Tell us a little about your role with The King’s Inns and the kind of things that you do.
King’s Inns is Ireland’s Oldest School of Law, we are an independent educational institution, providing professional legal education and training including the Barrister-at-Law degree course, the Diploma in Legal Studies and several part-time courses in specialist areas of the law for people from non-legal backgrounds as well as qualified lawyers. My job is primarily to look after the student collections, we have current legal textbooks and online legal databases, but I also have to look after the heritage collection, which physically occupies about half the library.
What is your favourite part of the job?
The range of activities and opportunities mean that no two days follow the same pattern. I can be dealing with electronic legal databases in the morning and 16th century Irish manuscripts in the afternoon. There might be a lot of ground to cover but it’s never dull! I’ve learnt such a lot since I came here nearly seven years ago.
Tell us about the library section where you work? What are you most proud of?
The Reading Room in the Library Building of King’s Inns is a beautiful space where all four library staff are based. We’re a small team, who deal with a wide range of areas – queries from current students about assignments, genealogical enquiries about past members, questions about our historical collection from academic researchers. I’m very proud of how flexible we’ve become over the past few months, from a very physical based service we’ve moved online, introduced new ‘Reserve and Collect’ and scanning services as well as running online training sessions.
Who was one of the most inspirational or interesting people you have met through your work?
Averil Deverell. She was one of the first two women called to the bar in Dublin in November 1921, along with Frances Kyle. We were fortunate to acquire an archive of Averil’s a couple of years ago, it includes photos, scrapbooks, theatre programmes, games and books, and gives a snapshot of the life of a young woman at the start of the twentieth century, who prior to becoming the first woman to practise at the Law Library in Dublin, drove an ambulance in France during the First World War. This archive led to me meeting lots of interesting people, including during King’s Inns “Celebrating a Century” of the coming into force of the Sex Disqualification (Removal) Act, 1919, which gave me the opportunity to collaborate with people and organisations beyond the legal profession, and enabled me to learn more about other inspirational women and men.
Tell us an interesting fact about your library.
We were a copyright library from 1801 to 1836, which meant that we were entitled to apply for a copy of each book published in Ireland, England, Scotland and Wales during that time, so we have a range of titles in our collection that you wouldn’t usually expect to find in a law library!
What was your favourite book as a child?
This is the toughest question!

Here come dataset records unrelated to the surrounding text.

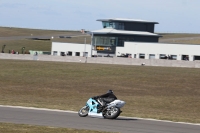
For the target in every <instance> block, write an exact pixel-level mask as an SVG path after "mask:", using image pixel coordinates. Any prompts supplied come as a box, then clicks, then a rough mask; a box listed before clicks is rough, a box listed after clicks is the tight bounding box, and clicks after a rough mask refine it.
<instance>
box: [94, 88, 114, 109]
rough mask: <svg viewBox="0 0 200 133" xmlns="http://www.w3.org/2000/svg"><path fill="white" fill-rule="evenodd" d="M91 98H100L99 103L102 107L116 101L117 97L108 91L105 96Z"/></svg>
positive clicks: (111, 92)
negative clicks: (101, 105)
mask: <svg viewBox="0 0 200 133" xmlns="http://www.w3.org/2000/svg"><path fill="white" fill-rule="evenodd" d="M93 98H100V99H101V100H102V101H103V102H102V103H101V105H102V106H105V104H106V103H111V102H112V101H114V100H116V99H117V97H116V96H115V95H114V94H113V91H112V90H108V91H107V93H106V94H103V95H100V96H95V97H93ZM100 102H101V101H100Z"/></svg>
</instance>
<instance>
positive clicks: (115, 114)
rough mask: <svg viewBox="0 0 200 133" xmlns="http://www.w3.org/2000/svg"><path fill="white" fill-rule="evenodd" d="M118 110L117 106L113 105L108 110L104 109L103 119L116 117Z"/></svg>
mask: <svg viewBox="0 0 200 133" xmlns="http://www.w3.org/2000/svg"><path fill="white" fill-rule="evenodd" d="M120 112H121V111H120V109H119V108H116V107H113V108H111V109H110V110H106V111H105V112H104V113H103V117H104V118H105V119H116V118H117V117H118V116H119V115H120Z"/></svg>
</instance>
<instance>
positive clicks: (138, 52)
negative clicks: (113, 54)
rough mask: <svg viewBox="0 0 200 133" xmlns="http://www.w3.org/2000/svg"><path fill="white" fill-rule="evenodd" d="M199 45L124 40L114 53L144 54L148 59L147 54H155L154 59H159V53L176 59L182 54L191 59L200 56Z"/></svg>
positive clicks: (117, 53) (145, 56) (199, 45)
mask: <svg viewBox="0 0 200 133" xmlns="http://www.w3.org/2000/svg"><path fill="white" fill-rule="evenodd" d="M199 50H200V45H194V44H167V43H140V42H125V44H124V47H117V48H116V54H117V55H118V56H119V55H120V54H122V53H123V54H126V53H129V54H132V55H134V54H136V55H137V58H139V54H145V58H146V57H147V58H146V59H149V54H155V59H159V57H160V56H159V55H160V54H165V55H176V56H177V60H182V55H189V60H190V61H193V60H194V56H200V51H199Z"/></svg>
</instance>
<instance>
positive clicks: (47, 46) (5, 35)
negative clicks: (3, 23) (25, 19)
mask: <svg viewBox="0 0 200 133" xmlns="http://www.w3.org/2000/svg"><path fill="white" fill-rule="evenodd" d="M31 34H32V35H33V36H47V35H50V36H54V35H66V36H67V35H82V34H81V32H80V31H64V30H63V31H57V30H39V29H25V28H8V27H0V37H12V36H31ZM85 38H86V39H87V42H86V43H90V41H91V37H90V36H88V35H85V36H80V37H74V38H64V39H63V38H62V39H59V38H54V39H53V40H28V39H21V40H0V52H1V50H2V46H3V45H6V47H5V49H4V52H5V53H9V50H10V51H11V50H14V51H18V52H19V53H22V47H25V51H27V52H28V51H29V50H37V51H51V43H52V41H54V42H68V43H85Z"/></svg>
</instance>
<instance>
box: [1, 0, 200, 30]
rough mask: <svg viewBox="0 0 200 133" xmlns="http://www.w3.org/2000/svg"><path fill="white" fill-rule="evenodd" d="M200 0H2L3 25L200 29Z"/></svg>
mask: <svg viewBox="0 0 200 133" xmlns="http://www.w3.org/2000/svg"><path fill="white" fill-rule="evenodd" d="M199 13H200V0H0V26H1V27H20V28H33V29H49V30H50V29H52V30H81V29H85V30H90V31H92V30H99V29H102V24H101V22H100V21H96V20H97V19H106V18H129V19H143V20H148V21H154V22H158V23H159V24H156V25H155V31H156V32H166V33H169V32H173V33H200V15H199Z"/></svg>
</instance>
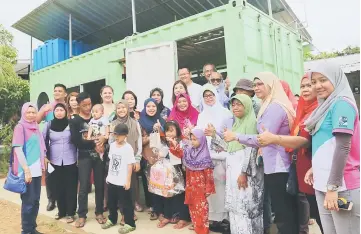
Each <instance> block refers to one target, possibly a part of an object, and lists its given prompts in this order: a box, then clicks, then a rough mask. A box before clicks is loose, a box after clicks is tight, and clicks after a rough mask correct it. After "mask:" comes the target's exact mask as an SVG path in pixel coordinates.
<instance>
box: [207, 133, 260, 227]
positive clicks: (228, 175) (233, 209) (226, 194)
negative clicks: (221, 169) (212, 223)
mask: <svg viewBox="0 0 361 234" xmlns="http://www.w3.org/2000/svg"><path fill="white" fill-rule="evenodd" d="M212 144H214V145H217V147H221V148H224V149H226V148H227V143H225V142H224V140H223V139H222V138H221V137H219V136H218V135H216V136H215V137H214V138H212ZM256 159H257V149H255V148H251V147H246V148H244V149H242V150H238V151H236V152H233V153H229V156H228V157H227V160H226V165H227V171H226V198H225V200H226V201H225V208H226V209H227V210H228V211H229V221H230V228H231V233H232V234H263V232H264V230H263V188H264V180H263V167H260V166H258V165H257V164H256ZM241 173H245V174H246V175H247V184H248V187H247V188H246V189H243V188H241V189H239V187H238V183H237V179H238V177H239V175H241Z"/></svg>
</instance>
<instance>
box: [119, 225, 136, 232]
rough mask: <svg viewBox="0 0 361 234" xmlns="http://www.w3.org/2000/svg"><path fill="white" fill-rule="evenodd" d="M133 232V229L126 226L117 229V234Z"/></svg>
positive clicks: (131, 227)
mask: <svg viewBox="0 0 361 234" xmlns="http://www.w3.org/2000/svg"><path fill="white" fill-rule="evenodd" d="M134 230H135V227H132V226H130V225H128V224H125V225H124V227H121V228H119V230H118V233H120V234H127V233H129V232H132V231H134Z"/></svg>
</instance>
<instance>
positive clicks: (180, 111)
mask: <svg viewBox="0 0 361 234" xmlns="http://www.w3.org/2000/svg"><path fill="white" fill-rule="evenodd" d="M180 98H185V99H187V102H188V108H187V110H185V111H180V110H179V109H178V107H177V103H178V100H179V99H180ZM198 115H199V112H198V111H197V109H196V108H194V107H193V106H192V101H191V99H190V97H189V95H188V94H186V93H182V94H179V95H178V96H177V98H176V100H175V102H174V105H173V108H172V111H171V112H170V115H169V120H174V121H176V122H178V124H179V127H180V128H181V129H182V130H183V129H184V128H186V127H187V124H189V123H190V124H192V125H193V126H195V125H196V124H197V120H198Z"/></svg>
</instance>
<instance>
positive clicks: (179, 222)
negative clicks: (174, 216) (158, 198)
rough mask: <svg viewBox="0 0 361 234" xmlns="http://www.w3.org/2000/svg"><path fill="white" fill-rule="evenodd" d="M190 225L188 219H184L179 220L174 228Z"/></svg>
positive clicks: (177, 227) (176, 228) (179, 227)
mask: <svg viewBox="0 0 361 234" xmlns="http://www.w3.org/2000/svg"><path fill="white" fill-rule="evenodd" d="M188 225H189V223H188V222H187V221H184V220H179V222H178V223H177V224H176V225H174V227H173V228H174V229H183V228H185V227H187V226H188Z"/></svg>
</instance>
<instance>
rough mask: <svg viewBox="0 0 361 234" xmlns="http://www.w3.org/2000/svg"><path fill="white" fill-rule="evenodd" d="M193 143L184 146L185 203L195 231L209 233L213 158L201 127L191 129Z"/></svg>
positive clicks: (184, 202)
mask: <svg viewBox="0 0 361 234" xmlns="http://www.w3.org/2000/svg"><path fill="white" fill-rule="evenodd" d="M190 138H191V145H186V146H185V148H184V156H183V164H184V166H185V167H186V188H185V202H184V203H185V204H188V206H189V212H190V214H191V218H192V223H193V225H194V231H195V232H196V233H197V234H208V233H209V225H208V223H209V221H208V212H209V207H208V202H207V197H209V196H210V195H211V194H214V193H215V192H216V191H215V187H214V180H213V168H214V165H213V163H212V159H211V157H210V154H209V150H208V144H207V138H206V136H205V135H204V132H203V130H201V129H195V128H194V129H192V130H191V136H190Z"/></svg>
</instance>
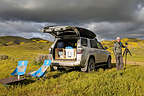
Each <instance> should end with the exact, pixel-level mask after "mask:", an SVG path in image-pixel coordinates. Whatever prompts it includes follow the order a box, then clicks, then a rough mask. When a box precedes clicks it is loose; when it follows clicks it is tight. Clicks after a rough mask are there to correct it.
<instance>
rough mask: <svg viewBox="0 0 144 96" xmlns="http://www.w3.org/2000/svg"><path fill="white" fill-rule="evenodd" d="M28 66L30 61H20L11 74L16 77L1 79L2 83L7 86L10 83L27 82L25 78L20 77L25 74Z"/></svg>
mask: <svg viewBox="0 0 144 96" xmlns="http://www.w3.org/2000/svg"><path fill="white" fill-rule="evenodd" d="M27 64H28V61H18V66H17V67H16V69H15V70H14V71H13V72H12V73H11V75H13V76H14V77H8V78H5V79H1V80H0V83H2V84H4V85H5V84H10V83H14V82H19V81H23V80H25V78H20V76H21V75H24V74H25V71H26V67H27ZM16 76H17V77H16Z"/></svg>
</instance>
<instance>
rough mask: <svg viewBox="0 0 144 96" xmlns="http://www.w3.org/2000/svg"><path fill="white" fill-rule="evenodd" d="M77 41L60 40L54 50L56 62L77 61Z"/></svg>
mask: <svg viewBox="0 0 144 96" xmlns="http://www.w3.org/2000/svg"><path fill="white" fill-rule="evenodd" d="M76 48H77V40H76V39H66V40H58V41H57V43H56V45H55V48H54V58H55V60H76Z"/></svg>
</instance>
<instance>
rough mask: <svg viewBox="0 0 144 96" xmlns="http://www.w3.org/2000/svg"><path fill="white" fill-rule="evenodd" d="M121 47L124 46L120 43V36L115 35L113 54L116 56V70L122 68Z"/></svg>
mask: <svg viewBox="0 0 144 96" xmlns="http://www.w3.org/2000/svg"><path fill="white" fill-rule="evenodd" d="M122 48H125V46H124V45H123V44H122V42H121V38H120V37H117V38H116V42H115V43H114V54H115V58H116V68H117V70H121V69H123V56H122Z"/></svg>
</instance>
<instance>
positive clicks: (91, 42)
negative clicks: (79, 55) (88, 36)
mask: <svg viewBox="0 0 144 96" xmlns="http://www.w3.org/2000/svg"><path fill="white" fill-rule="evenodd" d="M90 44H91V48H98V47H97V41H96V40H90Z"/></svg>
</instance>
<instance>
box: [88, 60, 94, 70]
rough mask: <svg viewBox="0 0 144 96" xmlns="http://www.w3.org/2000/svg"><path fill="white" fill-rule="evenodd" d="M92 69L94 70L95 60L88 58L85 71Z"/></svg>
mask: <svg viewBox="0 0 144 96" xmlns="http://www.w3.org/2000/svg"><path fill="white" fill-rule="evenodd" d="M94 70H95V60H94V59H93V58H90V59H89V62H88V66H87V72H91V71H94Z"/></svg>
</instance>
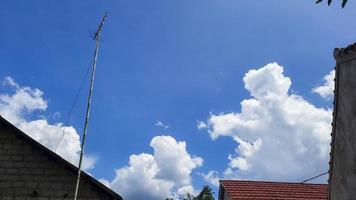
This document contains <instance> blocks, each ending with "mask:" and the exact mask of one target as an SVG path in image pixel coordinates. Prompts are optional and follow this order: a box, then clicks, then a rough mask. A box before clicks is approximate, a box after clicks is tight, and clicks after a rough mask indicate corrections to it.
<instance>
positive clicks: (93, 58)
mask: <svg viewBox="0 0 356 200" xmlns="http://www.w3.org/2000/svg"><path fill="white" fill-rule="evenodd" d="M107 16H108V12H106V13H105V15H104V17H103V18H102V20H101V23H100V25H99V27H98V30H97V31H96V33H95V35H94V38H93V39H94V40H95V43H96V46H95V51H94V56H93V67H92V71H91V79H90V87H89V95H88V103H87V109H86V115H85V122H84V132H83V138H82V144H81V150H80V157H79V165H78V175H77V182H76V185H75V193H74V200H77V197H78V190H79V183H80V174H81V171H82V170H81V169H82V161H83V153H84V147H85V141H86V136H87V130H88V123H89V114H90V106H91V97H92V95H93V89H94V78H95V70H96V63H97V59H98V52H99V44H100V34H101V31H102V30H103V26H104V24H105V21H106V18H107Z"/></svg>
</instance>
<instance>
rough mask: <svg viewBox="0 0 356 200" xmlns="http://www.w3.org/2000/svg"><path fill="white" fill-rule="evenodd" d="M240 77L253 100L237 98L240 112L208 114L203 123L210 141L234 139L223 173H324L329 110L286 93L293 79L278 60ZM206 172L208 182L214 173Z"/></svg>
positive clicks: (324, 167)
mask: <svg viewBox="0 0 356 200" xmlns="http://www.w3.org/2000/svg"><path fill="white" fill-rule="evenodd" d="M243 80H244V83H245V88H246V89H247V90H248V91H249V92H250V94H251V96H252V97H253V98H251V99H245V100H243V101H242V102H241V112H240V113H236V112H232V113H227V114H224V113H220V114H210V117H209V119H208V120H207V122H206V124H207V130H208V132H209V134H210V136H211V138H212V139H214V140H215V139H217V138H219V137H221V136H227V137H231V138H232V139H233V140H234V141H235V142H236V143H237V148H236V150H235V152H234V153H232V154H231V155H229V156H228V159H229V163H228V167H227V168H226V170H225V172H224V174H223V177H224V178H239V179H265V180H278V181H302V180H303V179H304V178H309V177H311V176H313V175H316V174H319V173H321V172H324V171H326V170H327V169H328V161H329V148H330V132H331V125H330V123H331V120H332V115H331V110H328V109H324V108H317V107H315V106H314V105H312V104H311V103H309V102H308V101H306V100H305V99H303V98H302V97H301V96H298V95H295V94H289V93H288V91H289V89H290V86H291V80H290V79H289V78H288V77H286V76H285V75H284V74H283V67H282V66H280V65H278V64H277V63H271V64H268V65H266V66H264V67H262V68H260V69H257V70H250V71H249V72H248V73H246V75H245V77H244V79H243ZM209 173H210V174H209ZM209 173H208V174H206V175H205V179H206V180H207V181H208V182H212V181H211V179H212V177H213V178H216V177H218V174H217V173H216V172H209ZM212 180H214V179H212Z"/></svg>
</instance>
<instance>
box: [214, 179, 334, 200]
mask: <svg viewBox="0 0 356 200" xmlns="http://www.w3.org/2000/svg"><path fill="white" fill-rule="evenodd" d="M220 183H221V185H222V186H223V190H225V192H227V193H228V195H229V196H230V198H231V200H252V199H254V200H282V199H283V200H326V199H327V185H326V184H306V183H304V184H301V183H281V182H261V181H235V180H222V181H220Z"/></svg>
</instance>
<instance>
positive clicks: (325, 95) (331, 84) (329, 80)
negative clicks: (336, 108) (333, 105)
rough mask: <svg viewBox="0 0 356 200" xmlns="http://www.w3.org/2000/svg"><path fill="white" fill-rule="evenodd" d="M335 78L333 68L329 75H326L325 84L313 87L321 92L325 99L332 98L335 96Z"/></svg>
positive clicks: (315, 89)
mask: <svg viewBox="0 0 356 200" xmlns="http://www.w3.org/2000/svg"><path fill="white" fill-rule="evenodd" d="M334 78H335V70H332V71H331V72H330V73H329V74H328V75H326V76H324V84H323V85H321V86H318V87H315V88H313V92H314V93H317V94H319V95H320V96H321V97H323V98H325V99H328V100H330V99H332V98H333V96H334V87H335V84H334Z"/></svg>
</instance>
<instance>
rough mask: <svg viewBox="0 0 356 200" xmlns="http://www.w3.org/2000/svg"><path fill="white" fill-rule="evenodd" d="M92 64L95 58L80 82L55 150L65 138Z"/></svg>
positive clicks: (89, 66) (91, 62)
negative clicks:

I read all the time as a child and wanted to be a librarian when I grew up because I thought you could read all day, unfortunately I’ve since learnt that this isn’t the case! I loved Goodnight Mr Tom by Michelle Magorian, The Little White Horse by Elizabeth Goudge, and Charlotte Sometimes by Penelope Farmer. I lived down the road from my local library, visited it nearly every week and borrowed these old favourites time and time again.
What are you reading right now?
I always have a few books on the go, so I’m reading Fake Law: The truth about justice in an age of lies by The Secret Barrister, for the first meeting of a new book club that King’s Inns are setting up, The Tiger in the Smoke by Margery Allingham. I’ve returned to lots of Dorothy L. Sayers, Margery Allingham and Ngaio Marsh recently, and A History of the World in Twelve Maps by Jerry Brotton.
Which of your books is battered from using again and again?
Lots of them! I re-read a good book until it’s become an old friend.
Tell us something about yourself that might surprise us ...
It’s probably not surprising that I think reading and books are important, but I also think it’s important that everyone should be able to enjoy them, so I’ve been an adult literacy tutor for a number of years.
Is there anything else you’d like to share?
While I always wanted to be a librarian growing up, it wasn’t my first career. I changed from being a solicitor to being a librarian, I’ve managed to combine both law and librarianship, and think I’m lucky to have found the job that interests and challenges me every day.